Compare the given classifiers under the given settings.

xx, yy = np.meshgrid(np.linspace(-7, 7, 150), np.linspace(-7, 7, 150))

plt.figure(figsize=(len(anomaly_algorithms) * 2 + 4, 12.5))
plt.subplots_adjust(
    left=0.02, right=0.98, bottom=0.001, top=0.96, wspace=0.05, hspace=0.01
)

plot_num = 1
rng = np.random.RandomState(42)

for i_dataset, X in enumerate(datasets):
    ## Add outliers
    X = np.concatenate([X, rng.uniform(low=-6, high=6, size=(n_outliers, 2))], axis=0)

    for name, algorithm in anomaly_algorithms:
        t0 = time.time()
        algorithm.fit(X)
        t1 = time.time()
        plt.subplot(len(datasets), len(anomaly_algorithms), plot_num)
        if i_dataset == 0:
            plt.title(name, size=18)

        ## fit the data and tag outliers
        if name == "Local Outlier Factor":
            y_pred = algorithm.fit_predict(X)
        else:
            y_pred = algorithm.fit(X).predict(X)

        ## plot the levels lines and the points
        if name != "Local Outlier Factor":  ## LOF does not implement predict
            Z = algorithm.predict(np.c_[xx.ravel(), yy.ravel()])
            Z = Z.reshape(xx.shape)
            plt.contour(xx, yy, Z, levels=[0], linewidths=2, colors="black")

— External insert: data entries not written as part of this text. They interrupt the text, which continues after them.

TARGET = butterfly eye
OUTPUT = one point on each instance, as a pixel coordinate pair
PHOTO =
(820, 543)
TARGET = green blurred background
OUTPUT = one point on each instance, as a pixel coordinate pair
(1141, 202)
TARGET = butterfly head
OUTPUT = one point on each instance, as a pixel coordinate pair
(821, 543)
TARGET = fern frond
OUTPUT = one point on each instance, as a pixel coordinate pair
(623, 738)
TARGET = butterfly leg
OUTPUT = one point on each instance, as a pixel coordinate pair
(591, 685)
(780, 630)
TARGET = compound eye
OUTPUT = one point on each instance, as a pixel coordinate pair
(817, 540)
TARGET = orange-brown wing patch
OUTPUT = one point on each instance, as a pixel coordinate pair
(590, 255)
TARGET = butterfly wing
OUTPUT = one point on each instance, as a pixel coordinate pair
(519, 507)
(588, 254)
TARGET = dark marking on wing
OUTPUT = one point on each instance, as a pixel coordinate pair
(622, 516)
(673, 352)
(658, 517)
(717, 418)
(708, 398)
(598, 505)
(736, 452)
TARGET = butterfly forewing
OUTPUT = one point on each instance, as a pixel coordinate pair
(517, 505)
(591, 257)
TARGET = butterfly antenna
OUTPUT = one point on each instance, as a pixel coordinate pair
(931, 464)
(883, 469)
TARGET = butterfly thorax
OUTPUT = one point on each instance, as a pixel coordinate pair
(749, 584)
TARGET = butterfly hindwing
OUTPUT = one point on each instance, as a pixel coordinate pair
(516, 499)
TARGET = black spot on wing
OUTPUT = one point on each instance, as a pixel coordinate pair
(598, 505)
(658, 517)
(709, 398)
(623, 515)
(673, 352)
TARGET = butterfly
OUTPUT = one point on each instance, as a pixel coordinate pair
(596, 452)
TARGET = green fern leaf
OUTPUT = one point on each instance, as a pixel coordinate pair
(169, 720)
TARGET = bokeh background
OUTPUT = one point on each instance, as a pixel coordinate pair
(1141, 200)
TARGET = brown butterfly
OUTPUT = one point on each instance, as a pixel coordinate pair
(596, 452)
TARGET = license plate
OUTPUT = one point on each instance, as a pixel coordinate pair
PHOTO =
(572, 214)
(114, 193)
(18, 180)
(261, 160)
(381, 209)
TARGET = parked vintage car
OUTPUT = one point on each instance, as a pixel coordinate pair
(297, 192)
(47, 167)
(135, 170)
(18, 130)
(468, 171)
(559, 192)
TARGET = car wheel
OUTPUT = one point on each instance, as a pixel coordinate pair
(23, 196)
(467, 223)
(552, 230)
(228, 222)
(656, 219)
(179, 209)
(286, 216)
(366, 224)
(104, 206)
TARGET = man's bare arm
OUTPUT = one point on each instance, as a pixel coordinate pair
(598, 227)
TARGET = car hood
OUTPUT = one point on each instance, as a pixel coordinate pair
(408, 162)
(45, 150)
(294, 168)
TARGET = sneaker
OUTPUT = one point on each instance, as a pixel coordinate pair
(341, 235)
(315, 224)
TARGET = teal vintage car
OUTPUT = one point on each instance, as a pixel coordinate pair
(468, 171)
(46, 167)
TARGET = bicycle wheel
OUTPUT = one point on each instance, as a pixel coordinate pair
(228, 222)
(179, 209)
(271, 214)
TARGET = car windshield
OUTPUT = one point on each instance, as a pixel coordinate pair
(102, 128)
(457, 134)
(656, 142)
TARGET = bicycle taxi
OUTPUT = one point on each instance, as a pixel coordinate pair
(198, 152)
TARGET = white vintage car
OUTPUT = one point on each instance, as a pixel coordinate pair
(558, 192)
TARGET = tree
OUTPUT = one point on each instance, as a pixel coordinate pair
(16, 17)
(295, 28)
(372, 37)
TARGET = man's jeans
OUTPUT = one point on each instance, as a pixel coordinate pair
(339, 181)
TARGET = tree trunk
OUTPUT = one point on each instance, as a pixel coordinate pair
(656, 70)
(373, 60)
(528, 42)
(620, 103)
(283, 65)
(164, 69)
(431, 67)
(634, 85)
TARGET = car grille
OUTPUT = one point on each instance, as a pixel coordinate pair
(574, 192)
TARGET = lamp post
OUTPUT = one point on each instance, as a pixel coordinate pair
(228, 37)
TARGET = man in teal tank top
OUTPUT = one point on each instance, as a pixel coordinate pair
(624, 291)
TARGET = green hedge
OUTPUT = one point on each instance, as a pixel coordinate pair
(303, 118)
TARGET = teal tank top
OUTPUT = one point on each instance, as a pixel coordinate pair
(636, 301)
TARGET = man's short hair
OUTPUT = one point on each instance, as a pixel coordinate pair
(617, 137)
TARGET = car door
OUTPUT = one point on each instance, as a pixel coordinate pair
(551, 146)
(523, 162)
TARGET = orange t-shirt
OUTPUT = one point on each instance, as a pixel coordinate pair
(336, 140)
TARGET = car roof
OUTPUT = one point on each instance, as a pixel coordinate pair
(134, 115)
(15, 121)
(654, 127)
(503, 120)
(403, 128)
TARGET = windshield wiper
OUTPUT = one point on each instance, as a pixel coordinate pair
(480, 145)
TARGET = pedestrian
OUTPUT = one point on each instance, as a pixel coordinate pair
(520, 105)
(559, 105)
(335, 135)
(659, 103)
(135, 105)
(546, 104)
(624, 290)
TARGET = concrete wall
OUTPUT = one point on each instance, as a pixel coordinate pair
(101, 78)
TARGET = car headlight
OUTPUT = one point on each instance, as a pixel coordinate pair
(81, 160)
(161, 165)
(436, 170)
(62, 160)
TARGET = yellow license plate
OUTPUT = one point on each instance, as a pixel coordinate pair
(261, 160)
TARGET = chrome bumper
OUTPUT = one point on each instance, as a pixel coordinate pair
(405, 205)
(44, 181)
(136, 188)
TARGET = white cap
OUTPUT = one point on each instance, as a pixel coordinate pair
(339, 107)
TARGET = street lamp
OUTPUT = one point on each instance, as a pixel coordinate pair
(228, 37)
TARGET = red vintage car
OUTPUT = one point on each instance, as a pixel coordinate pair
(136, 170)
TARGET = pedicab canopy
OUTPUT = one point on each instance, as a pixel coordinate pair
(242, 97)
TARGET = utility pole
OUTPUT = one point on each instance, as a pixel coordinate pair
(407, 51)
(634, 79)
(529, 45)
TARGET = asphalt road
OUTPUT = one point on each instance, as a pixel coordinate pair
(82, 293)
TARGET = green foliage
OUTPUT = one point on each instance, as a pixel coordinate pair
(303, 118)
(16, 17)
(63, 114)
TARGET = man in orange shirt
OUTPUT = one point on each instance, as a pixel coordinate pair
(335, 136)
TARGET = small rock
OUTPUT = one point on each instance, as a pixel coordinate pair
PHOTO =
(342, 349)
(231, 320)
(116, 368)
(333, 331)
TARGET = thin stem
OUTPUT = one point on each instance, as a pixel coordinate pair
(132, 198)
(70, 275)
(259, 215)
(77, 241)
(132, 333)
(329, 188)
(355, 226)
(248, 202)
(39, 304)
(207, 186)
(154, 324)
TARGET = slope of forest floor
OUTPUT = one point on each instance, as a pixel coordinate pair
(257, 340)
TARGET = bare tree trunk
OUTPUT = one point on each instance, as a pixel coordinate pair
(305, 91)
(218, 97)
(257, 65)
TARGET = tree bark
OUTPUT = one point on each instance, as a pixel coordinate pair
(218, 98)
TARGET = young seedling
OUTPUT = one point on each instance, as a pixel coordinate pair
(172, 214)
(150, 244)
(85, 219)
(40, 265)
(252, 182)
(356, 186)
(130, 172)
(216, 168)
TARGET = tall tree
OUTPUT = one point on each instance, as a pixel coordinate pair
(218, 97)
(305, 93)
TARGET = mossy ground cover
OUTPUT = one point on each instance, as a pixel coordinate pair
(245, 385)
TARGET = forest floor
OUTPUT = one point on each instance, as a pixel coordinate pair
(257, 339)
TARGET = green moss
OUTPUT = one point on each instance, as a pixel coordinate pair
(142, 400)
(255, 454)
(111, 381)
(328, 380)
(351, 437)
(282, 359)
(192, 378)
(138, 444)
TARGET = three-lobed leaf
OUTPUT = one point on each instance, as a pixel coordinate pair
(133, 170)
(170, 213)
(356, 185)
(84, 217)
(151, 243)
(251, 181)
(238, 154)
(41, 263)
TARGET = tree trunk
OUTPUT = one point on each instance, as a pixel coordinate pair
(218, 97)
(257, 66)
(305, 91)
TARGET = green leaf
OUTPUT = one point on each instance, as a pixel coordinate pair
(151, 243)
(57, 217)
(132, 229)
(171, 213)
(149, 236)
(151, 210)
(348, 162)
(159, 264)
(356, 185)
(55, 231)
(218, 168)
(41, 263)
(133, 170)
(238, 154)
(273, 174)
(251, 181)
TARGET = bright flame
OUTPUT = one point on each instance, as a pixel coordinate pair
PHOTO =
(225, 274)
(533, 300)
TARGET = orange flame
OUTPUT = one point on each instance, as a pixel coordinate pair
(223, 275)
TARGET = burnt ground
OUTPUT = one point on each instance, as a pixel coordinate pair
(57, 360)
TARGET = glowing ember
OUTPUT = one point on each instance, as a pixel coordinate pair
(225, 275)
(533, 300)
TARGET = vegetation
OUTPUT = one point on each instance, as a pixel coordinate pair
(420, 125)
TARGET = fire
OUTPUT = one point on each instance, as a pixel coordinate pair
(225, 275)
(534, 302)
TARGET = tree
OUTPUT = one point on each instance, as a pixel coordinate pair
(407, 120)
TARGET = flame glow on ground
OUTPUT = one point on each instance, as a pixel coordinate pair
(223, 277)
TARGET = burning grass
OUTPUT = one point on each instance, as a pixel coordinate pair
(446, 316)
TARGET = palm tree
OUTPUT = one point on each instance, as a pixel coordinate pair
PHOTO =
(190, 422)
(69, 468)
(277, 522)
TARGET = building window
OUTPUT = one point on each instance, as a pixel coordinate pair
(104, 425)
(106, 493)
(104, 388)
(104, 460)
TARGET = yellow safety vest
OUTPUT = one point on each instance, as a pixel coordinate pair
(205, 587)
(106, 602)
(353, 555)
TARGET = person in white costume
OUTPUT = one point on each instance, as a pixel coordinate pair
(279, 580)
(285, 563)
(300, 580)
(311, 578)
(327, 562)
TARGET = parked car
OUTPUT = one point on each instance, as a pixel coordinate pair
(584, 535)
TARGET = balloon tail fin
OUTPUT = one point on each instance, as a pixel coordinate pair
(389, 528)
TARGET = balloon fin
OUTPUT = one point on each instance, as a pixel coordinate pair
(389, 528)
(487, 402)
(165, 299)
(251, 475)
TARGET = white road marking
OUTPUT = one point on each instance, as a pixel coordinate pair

        colors = np.array(["#377eb8", "#ff7f00"])
        plt.scatter(X[:, 0], X[:, 1], s=10, color=colors[(y_pred + 1) // 2])

        plt.xlim(-7, 7)
        plt.ylim(-7, 7)
        plt.xticks(())
        plt.yticks(())
        plt.text(
            0.99,
            0.01,
            ("%.2fs" % (t1 - t0)).lstrip("0"),
            transform=plt.gca().transAxes,
            size=15,
            horizontalalignment="right",
        )
        plot_num += 1

plt.show()

Summary

This lab compared different anomaly detection algorithms on two-dimensional datasets. The datasets contained one or two modes (regions of high density) to illustrate the ability of algorithms to cope with multimodal data. Decision boundaries between inliers and outliers were displayed in black except for Local Outlier Factor (LOF) as it had no predict method to be applied on new data when it was used for outlier detection. The :class:~sklearn.svm.OneClassSVM was found to be sensitive to outliers and thus did not perform very well for outlier detection. The :class:sklearn.linear_model.SGDOneClassSVM was an implementation of the One-Class SVM based on stochastic gradient descent (SGD). The :class:sklearn.covariance.EllipticEnvelope assumed the data was Gaussian and learned an ellipse, and :class:~sklearn.ensemble.IsolationForest and :class:~sklearn.neighbors.LocalOutlierFactor seemed to perform reasonably well for multi-modal data sets.